I find this account of the results in the study compelling. In thinking about the study itself, though, I wonder whether the presented scenarios themselves implicitly endorsed a mind/body dualism that accordingly invited the participating clinicians to do the same. The implicit suggestion, when one is told that a hypothetical potential patient’s illness is explained by having a structurally different brain or different genes, while another’s illness is caused by experiences, is that experiences can make people mentally ill without having any physical and biological effect on the person, by contrast to biologically-caused illness. The reality, though, is that when people undergo a traumatic experience and become ill as a result, their biology has necessarily changed as well.

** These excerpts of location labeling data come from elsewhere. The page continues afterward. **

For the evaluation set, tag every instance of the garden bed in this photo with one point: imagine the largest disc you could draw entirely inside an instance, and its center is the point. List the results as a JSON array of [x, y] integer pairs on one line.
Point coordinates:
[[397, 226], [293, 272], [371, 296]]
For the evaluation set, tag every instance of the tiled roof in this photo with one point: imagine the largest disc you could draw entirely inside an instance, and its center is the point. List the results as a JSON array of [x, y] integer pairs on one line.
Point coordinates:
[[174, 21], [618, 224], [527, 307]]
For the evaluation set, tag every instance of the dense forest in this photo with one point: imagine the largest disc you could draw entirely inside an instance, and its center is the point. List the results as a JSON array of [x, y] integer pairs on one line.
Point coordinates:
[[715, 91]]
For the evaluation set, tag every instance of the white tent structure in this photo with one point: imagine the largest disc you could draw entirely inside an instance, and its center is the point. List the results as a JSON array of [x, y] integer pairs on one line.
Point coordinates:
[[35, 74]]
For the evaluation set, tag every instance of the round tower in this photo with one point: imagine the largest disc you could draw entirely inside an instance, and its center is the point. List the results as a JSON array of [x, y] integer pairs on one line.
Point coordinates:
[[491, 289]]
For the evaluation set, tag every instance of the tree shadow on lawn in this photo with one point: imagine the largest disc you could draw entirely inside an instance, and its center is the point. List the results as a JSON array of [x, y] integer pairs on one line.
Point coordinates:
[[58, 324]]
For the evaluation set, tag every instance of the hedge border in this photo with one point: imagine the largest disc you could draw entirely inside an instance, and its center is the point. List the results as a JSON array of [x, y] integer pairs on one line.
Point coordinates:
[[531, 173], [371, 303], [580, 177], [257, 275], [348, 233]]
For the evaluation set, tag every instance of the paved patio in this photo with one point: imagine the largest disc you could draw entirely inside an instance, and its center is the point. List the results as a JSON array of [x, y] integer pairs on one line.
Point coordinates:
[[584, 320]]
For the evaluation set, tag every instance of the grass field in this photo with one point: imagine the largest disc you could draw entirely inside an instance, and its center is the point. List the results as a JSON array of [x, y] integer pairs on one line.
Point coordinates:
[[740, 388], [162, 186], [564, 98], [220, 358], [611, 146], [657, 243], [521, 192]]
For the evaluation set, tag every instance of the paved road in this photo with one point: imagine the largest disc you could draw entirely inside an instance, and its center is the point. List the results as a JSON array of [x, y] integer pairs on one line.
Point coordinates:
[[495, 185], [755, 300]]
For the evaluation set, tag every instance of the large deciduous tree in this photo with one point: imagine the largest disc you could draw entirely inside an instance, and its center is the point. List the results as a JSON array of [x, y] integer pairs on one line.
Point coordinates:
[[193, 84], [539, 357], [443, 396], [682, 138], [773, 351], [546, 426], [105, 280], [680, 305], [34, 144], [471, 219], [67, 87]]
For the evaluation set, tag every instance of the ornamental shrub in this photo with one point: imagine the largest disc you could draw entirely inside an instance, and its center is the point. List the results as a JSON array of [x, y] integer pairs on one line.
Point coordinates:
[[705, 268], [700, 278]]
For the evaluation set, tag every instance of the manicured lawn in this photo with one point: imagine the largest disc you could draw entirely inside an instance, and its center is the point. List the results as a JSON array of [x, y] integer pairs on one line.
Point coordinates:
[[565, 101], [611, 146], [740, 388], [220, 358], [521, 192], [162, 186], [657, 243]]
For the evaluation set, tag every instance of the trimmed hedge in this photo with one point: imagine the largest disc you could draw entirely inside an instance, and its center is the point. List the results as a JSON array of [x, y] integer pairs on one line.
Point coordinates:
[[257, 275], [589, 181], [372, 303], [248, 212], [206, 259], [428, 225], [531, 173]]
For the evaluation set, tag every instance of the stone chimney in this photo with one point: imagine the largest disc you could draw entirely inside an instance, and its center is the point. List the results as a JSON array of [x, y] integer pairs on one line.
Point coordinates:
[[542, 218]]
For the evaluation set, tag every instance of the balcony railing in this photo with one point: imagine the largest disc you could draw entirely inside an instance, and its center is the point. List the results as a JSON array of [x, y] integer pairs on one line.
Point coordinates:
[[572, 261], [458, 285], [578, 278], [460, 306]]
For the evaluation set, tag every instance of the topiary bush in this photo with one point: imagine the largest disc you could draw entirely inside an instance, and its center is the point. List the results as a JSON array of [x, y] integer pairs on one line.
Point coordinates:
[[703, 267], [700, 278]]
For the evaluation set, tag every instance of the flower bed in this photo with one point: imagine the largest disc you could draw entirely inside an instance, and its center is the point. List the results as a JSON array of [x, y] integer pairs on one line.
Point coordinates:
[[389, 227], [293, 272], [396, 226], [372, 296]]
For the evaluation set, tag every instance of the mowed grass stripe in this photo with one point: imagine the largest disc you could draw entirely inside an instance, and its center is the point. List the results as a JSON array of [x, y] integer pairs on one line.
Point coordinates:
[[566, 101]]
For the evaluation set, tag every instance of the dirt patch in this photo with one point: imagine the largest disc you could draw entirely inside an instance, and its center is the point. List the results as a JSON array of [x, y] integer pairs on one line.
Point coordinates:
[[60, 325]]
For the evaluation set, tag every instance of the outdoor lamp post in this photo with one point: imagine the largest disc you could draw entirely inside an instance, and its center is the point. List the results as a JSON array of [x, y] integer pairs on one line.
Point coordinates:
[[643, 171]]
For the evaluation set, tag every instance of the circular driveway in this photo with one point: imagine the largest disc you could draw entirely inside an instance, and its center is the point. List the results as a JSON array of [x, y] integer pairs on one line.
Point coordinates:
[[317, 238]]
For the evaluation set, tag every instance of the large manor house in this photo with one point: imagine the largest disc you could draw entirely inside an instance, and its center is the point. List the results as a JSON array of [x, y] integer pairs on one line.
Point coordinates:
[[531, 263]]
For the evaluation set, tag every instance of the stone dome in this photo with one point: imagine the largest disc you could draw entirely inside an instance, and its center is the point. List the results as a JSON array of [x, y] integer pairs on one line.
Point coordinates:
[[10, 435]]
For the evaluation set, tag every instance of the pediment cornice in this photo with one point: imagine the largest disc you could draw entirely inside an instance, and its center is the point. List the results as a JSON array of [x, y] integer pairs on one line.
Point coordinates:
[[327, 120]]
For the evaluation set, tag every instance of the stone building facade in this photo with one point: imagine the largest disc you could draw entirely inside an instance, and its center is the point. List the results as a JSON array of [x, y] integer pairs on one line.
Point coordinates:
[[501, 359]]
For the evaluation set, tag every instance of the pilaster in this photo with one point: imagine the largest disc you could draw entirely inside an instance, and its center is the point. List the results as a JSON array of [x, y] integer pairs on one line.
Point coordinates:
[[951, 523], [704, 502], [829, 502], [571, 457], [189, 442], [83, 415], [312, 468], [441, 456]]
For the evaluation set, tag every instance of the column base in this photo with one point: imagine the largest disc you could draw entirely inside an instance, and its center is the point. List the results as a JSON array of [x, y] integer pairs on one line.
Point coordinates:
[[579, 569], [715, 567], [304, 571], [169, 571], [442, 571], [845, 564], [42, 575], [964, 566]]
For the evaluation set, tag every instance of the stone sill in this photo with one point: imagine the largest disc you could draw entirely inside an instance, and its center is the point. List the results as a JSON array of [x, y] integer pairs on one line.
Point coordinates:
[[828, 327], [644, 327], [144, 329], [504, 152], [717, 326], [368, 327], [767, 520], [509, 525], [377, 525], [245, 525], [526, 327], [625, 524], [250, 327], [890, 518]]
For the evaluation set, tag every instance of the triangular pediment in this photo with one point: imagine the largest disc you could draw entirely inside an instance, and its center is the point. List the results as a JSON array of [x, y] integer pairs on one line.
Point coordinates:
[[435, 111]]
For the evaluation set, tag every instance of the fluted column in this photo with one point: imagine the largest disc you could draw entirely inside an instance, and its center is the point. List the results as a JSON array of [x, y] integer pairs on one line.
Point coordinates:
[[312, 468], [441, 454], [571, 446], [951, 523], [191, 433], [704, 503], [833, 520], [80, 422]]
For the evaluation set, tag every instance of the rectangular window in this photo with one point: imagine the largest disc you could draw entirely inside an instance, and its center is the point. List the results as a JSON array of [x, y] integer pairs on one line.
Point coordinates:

If a person becomes phobic of large gatherings after being stabbed while attending a large gathering, this phobia is manifest because the brain has physically and neuro-chemically changed in response to the traumatic experience of being stabbed. Indeed, it is at least sometimes going to be true that one can see the physical changes wrought by experience with a functional Magnetic Resonance Imaging (fMRI) picture of the patient’s brain. Over time, moreover, it may become increasingly possible to witness the biological correlates of such experience-generated mental disorders. At this point, though, we often cannot readily observe the neurological manifestations of mental disorders.

By offering biology and experience as distinct explanatory accounts of patients’ mental disorder, then, the study is premised on the notion that a mental disorder is caused by either biology or experience or some mix of the two rather than that a mental disorder is in fact caused by biology every time, with experiences having a significant impact on biology (and often triggering the expression of genes for mental illness that go unexpressed in others without similar experiences). This is why schizophrenia, a mental disorder that has a strong genetic basis, can appear in one identical twin but not the other. By hypothesis, the two twins have identical genes, but something about their brains diverge in response to different experiences.

The Takeaway

What does this all tell us, then, about clinicians and perhaps, too, about the people who design studies of clinicians? It tells us, first, that it may be best for mental health providers to meet their patients and to get to know the life story of a patient who suffers from a mental disorder before learning of the biological manifestations of the disorder. This may allow clinicians and others coming into contact with the mentally ill population to feel a greater connection with and openness to the people whom they serve and a greater optimism about the interpersonal interventions that clinicians will deploy in their attempts to alleviate the tremendous suffering of their patients. It may be that after connecting with an individual patient, learning of biological manifestations will no longer have the same empathy-blocking impact.

As the study notes, pessimism about psychotherapy—which, in this study, accompanied the biological account of a disorder—can hurt the patient’s prospects for success in psychotherapy, yet another fascinating indication of how experiences (and the experience of being judged fundamentally abnormal) can affect the brain. It is therefore best if a clinician can maintain both empathy and optimism by focusing on the life experiences that have led up to the person who has come to ask for the clinician’s help. At the same time, it might behoove clinicians to begin to question the mind/body dualism that appears to infect their thinking (and the thinking of those designing studies). If we all come to accept that our minds emerge directly from what is happening in our bodies and, specifically, our brains, which in turn change in response to experiences in the world, we can perhaps arrive at a time when the clinician’s response to learning that a patient’s brain reflects the illness from which he suffers would be to say “Of course it does. Now I am going to try to help.”